Don’t list your local phone number in one case and an 800 number in the other, or if you do, show both, with the local number showing first. This has the potential to impact you later in optimizing to rank for “local” searches (i.e. [keyword geographic area] combinations). For more on this, read my article:
SEO for Local Search: The Complete Guide
15. If It’s A Website Redesign, Prepare a Redirect File Prior To Launch
Redirects allow search engine spiders to credit existing links that are pointing at the old versions of pages, to the new URLs. You don’t want to lose all the PageRank value of all the links you’ve built up previously, so be sure to address this. Use “301″ (permanent) redirects, and point the most relevant pages to their counterparts when doing so. Avoid blanket redirects (like redirecting the entire old site, every page, to the new home page).
If you want to prioritize, you can use tools like Majestic-SEO or SEOMoz LinkScape to figure out what pages have links (at all), or which ones most links to them, and you can perhaps reduce the size of your redirect file significantly by just focusing on the high-runners. But my preference, if there are’ few enough pages, is to try to account for all of them.
16. Advanced Architecture Considerations
For the most part, if you’re doing a website in WordPress, your design is probably going to be fine – most companies seem to be migrating towards the standard menu-bar-at-the top, three blocks in the middle (or one large picture), and three blocks of content/links at the bottom (or one block) approaches. I see the three block design quite often now, and it does look quite sharp – people like thinking in threes, and this also breaks the page up in a pleasing way.
If you really want to make sure you’re organizing your website optimally for SEO purposes, you can read my article:
Website Architecture for SEO – The Complete Guide
…but if your site is for a Small or Medium Business – you probably don’t need to obsess over the level of detail explained there. Your web designer or web development firm might learn a few things from it though, it may make sense to have them check it out.
Conclusion
I would caution many of you out there, I often see clients who “hate their website” (and usually their previous web development firm or designer as well).
In many of these situations, what is needed is not a new website at all – often the website is quite functional – but it simply needs an updated look-and-feel, with better graphics, fonts, menus, and the like. This can often be accomplished simply through some updated designs, CSS template changes, and updated HTML.

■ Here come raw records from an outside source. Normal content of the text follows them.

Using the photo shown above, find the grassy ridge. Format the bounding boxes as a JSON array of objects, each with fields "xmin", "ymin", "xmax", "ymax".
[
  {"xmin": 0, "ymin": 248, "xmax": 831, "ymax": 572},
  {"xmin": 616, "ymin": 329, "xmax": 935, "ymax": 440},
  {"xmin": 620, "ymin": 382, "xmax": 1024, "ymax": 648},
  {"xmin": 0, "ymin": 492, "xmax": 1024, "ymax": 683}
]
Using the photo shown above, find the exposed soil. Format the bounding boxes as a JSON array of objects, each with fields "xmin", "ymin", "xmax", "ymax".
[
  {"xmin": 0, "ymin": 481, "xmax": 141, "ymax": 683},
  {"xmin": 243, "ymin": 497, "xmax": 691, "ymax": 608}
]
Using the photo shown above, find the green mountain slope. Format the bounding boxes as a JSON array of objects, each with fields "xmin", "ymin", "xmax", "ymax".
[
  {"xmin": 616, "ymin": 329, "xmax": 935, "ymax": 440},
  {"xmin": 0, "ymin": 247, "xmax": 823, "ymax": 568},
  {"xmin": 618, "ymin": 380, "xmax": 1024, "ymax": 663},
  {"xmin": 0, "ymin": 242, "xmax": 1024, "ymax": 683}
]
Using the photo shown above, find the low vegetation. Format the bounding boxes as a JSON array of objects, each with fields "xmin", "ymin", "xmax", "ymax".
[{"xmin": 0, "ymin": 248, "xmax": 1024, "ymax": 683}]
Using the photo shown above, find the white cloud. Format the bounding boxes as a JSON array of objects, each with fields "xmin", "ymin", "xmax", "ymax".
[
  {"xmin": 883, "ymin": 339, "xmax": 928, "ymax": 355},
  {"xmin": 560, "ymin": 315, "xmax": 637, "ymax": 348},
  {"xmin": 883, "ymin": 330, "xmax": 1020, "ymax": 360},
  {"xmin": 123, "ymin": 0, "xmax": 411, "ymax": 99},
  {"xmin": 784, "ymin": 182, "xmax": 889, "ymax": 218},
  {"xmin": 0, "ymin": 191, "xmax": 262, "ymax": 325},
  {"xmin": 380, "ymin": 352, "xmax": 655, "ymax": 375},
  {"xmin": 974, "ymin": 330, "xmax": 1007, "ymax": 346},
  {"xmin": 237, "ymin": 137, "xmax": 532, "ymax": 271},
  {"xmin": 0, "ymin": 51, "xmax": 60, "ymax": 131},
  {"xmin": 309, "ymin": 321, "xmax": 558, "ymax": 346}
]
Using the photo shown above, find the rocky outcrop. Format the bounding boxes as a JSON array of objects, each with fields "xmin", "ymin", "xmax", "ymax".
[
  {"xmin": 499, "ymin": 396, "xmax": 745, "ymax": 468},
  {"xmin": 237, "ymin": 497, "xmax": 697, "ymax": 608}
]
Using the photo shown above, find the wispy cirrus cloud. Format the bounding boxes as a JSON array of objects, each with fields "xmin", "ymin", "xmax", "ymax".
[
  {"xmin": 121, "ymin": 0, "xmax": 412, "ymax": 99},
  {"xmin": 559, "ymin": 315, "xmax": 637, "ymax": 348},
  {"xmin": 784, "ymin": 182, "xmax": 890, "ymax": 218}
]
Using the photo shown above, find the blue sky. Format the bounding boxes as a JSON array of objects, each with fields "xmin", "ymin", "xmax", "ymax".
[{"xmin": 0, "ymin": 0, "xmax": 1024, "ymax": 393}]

It’s human nature to always wants to start fresh to avoid problems of the past (and “really get it right this time”), but if you already have a functioning website with decent customer traffic, analytics in place, and content to attract organic users – don’t throw the baby out with the bathwater – consider just a website “refresh” project, rather than a complete website replacement.
If you do a “refresh” though, run through the checklist above – you may be surprised how many items you have never paid attention to, that could put you in a better position to capitalize on SEO and PPC traffic.